TOWNSHIP 5, RANGE 9 – Tow truck operator Michael Witham II has pulled vehicles of all kinds out of strange situations but none as bizarre as he faced on Saturday.
The 29-year-old Milo man was driving his 1999 Dodge pickup truck on Ebeemee Lake from his family’s island to shore at about noon when he got stuck in what appeared to be about 18 inches of ice, he said.
Located at about the middle of the lake, the truck fell through the top layer of what was actually a small vertically layered mixture of slush, ice and water: 6 inches of ice, 6 to 8 inches of slush and water and another 6 to 8 inches of ice, he said.
“It didn’t make any sense,” Witham said Sunday.
Witham had driven over that area Friday night with a load of firewood in the truck bed in pouring rain and warmer temperatures without a problem, he said.
“If I would have went 20 feet the other way, there was no three shelves of ice,” Witham said. “It was all one layer.”
Not panicking, Witham walked back to his family’s camp and telephoned his father to bring up a wrecker from the family business, Witham Garage and Towing of Milo. But within about three hours, the truck fell through all the ice and settled to the lakebed about 18 feet below the surface.
Witham’s trip from the island to the lake’s Fire Road 2 connector went from a one-minute jaunt to a 13-hour nightmare.
“I was going to wait until this morning when it was 18 degrees out. It would have been perfect,” Witham said regretfully. “It could have gone so easily. … It was just strange.”
Maine Game Warden Glenn Annis, who responded to Witham’s submerged-vehicle report, said no one should drive on any frozen water bodies in Maine, but he sympathized with Witham’s travail.
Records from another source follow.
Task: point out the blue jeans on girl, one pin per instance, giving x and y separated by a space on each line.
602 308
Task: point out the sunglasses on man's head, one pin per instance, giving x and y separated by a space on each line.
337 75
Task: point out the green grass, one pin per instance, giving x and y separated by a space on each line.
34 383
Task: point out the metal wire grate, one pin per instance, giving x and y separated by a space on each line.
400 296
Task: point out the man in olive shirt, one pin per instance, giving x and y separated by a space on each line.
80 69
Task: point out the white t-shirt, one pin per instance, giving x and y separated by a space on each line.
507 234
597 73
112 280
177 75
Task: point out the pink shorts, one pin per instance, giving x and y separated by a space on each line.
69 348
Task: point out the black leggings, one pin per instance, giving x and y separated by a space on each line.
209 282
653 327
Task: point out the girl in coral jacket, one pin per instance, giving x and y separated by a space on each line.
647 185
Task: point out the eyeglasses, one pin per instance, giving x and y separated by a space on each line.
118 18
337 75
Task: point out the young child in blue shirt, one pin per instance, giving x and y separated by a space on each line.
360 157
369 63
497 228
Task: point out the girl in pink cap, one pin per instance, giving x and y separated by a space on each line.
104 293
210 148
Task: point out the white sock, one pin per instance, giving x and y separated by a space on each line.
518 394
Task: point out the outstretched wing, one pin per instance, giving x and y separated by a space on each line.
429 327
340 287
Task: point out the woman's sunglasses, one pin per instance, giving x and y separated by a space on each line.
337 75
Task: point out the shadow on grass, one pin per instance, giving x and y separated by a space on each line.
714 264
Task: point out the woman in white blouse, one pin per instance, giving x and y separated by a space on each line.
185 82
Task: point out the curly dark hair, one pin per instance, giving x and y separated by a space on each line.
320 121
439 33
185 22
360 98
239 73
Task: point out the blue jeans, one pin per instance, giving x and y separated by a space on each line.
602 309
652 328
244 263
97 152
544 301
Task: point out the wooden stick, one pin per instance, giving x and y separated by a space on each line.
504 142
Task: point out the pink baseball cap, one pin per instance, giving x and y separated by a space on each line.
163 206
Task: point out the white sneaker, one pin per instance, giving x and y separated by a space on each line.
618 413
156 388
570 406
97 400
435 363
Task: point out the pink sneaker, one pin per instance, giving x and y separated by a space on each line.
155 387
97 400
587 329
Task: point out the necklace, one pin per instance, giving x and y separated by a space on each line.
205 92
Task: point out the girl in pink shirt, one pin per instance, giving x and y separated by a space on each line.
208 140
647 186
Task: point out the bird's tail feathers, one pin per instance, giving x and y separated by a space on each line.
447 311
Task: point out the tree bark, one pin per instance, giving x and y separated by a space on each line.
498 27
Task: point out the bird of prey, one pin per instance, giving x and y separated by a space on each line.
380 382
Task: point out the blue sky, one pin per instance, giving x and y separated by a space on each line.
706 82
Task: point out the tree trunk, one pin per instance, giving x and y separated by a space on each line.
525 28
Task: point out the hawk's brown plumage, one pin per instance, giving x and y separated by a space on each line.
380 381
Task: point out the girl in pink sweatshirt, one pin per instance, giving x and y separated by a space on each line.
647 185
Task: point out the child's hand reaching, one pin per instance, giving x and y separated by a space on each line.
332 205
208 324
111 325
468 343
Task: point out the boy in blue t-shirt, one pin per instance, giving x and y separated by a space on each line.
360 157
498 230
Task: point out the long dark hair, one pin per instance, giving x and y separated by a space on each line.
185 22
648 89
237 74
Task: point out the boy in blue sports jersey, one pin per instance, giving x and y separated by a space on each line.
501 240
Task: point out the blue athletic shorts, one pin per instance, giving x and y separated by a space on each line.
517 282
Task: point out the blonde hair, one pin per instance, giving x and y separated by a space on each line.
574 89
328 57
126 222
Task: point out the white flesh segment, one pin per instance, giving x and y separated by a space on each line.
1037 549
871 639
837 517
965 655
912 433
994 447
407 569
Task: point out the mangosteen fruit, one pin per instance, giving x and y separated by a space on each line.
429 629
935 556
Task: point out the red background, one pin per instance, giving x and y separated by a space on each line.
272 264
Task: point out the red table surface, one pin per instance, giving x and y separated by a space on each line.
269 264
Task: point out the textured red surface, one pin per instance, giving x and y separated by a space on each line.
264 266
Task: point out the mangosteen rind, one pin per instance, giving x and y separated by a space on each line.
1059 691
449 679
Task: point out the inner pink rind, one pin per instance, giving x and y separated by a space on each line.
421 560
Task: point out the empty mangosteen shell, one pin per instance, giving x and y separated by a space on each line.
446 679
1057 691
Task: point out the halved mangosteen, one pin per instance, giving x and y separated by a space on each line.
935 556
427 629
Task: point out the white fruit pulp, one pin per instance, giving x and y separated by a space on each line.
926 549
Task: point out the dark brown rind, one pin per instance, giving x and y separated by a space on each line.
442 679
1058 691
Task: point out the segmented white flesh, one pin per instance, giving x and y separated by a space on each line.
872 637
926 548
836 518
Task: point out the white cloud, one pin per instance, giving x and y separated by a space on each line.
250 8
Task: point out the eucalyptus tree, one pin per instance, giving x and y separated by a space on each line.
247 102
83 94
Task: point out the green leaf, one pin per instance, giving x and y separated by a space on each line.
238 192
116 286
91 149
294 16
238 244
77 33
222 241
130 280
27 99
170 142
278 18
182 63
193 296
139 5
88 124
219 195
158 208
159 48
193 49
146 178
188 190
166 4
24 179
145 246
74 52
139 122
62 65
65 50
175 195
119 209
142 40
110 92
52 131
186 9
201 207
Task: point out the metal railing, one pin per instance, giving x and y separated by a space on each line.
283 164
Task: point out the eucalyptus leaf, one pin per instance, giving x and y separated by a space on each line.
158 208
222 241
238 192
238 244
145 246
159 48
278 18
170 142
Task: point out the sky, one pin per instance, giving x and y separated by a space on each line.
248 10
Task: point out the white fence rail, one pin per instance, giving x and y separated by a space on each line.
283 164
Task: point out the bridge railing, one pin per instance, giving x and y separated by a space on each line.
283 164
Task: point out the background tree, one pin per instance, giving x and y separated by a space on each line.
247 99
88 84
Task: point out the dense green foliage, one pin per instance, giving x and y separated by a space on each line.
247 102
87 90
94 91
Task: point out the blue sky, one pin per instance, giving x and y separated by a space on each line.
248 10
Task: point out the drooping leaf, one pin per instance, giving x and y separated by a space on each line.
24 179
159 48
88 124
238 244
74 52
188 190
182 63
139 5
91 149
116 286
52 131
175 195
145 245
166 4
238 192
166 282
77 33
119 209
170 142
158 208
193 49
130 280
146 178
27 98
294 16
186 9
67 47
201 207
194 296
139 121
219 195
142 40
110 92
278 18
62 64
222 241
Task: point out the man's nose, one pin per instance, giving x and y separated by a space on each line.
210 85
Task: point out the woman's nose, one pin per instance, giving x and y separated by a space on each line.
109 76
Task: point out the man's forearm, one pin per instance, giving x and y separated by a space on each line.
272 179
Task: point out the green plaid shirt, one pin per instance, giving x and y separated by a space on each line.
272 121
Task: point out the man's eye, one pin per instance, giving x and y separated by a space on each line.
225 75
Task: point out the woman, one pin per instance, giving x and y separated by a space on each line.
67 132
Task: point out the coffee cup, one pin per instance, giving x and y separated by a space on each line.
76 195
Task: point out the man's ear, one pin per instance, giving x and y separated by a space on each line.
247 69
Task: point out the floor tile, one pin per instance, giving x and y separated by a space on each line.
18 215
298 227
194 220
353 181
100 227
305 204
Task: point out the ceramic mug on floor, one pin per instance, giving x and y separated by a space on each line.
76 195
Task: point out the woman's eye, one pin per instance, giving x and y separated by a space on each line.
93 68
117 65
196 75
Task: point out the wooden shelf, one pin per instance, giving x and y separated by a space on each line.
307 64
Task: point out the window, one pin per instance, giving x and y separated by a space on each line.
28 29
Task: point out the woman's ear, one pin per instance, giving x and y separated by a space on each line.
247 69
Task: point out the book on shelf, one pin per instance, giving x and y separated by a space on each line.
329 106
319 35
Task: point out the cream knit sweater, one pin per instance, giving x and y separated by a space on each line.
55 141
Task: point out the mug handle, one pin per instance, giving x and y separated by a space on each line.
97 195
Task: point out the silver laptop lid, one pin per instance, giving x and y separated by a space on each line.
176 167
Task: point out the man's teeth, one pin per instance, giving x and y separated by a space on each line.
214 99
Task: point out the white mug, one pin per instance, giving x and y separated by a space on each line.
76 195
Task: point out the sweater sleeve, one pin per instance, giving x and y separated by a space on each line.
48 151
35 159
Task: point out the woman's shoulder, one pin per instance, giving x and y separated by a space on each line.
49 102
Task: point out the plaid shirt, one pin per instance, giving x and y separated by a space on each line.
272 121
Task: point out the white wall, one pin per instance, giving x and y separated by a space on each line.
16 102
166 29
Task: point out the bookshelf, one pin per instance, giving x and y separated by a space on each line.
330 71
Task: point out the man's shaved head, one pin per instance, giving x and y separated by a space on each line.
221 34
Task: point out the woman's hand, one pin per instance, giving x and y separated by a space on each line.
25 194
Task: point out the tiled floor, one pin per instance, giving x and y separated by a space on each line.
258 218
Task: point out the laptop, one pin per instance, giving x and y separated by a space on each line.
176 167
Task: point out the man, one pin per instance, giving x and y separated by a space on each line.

“That’s a primary example of how ice thickness isn’t consistent anywhere,” Annis said. “Even though it was upwards of 18 inches thick at some points, the ice where his truck went in wasn’t thick enough to support it.”
Normally, January ice on Ebeemee Lake can support a vehicle like Witham’s, but currents and unseasonably erratic temperatures likely caused the precarious ice conditions, Annis said. The lake is about 10 miles northeast of Brownville Junction and about 15 miles southwest of Millinocket.
Adding to Witham’s misery: He had to fish to catch a hook and tow line onto the hitch ball on the truck’s back fender, but the ball broke off almost immediately, he said.
Eventually he and as many as 10 others, using chain saws and two wreckers lashed together, flipped over the truck underneath the ice. Using tow lines secured to the truck’s bumper, they dragged it backward 50 to 70 feet to shore. They had to cut holes in the ice about 12 feet wide as they went, Witham said.
The crew worked from early Saturday afternoon until about 11 p.m., resuming early Sunday and finishing the job at about noon, Annis said.
“The vehicle was pretty well totaled,” Annis said. “Most every piece of sheet metal on it was dented. The windows were all broken out. They really did a number on it trying to get it out of there.”
Annis wasn’t pleased about it, but he had to issue Witham a written warning for failing to report a motor vehicle submersion. Under state law, submersions must be reported immediately to help limit environmental damage and prevent water or ice navigation problems, he said.
“They had the resources to get the truck out of there, and nobody got hurt. They even agreed to cordon off the area with ribbons where it went through,” Annis said. “It turned out about as well as it could have.”
Witham thought so, too.
“It’s just a truck. They make them every day,” Witham said. “I can fix it.”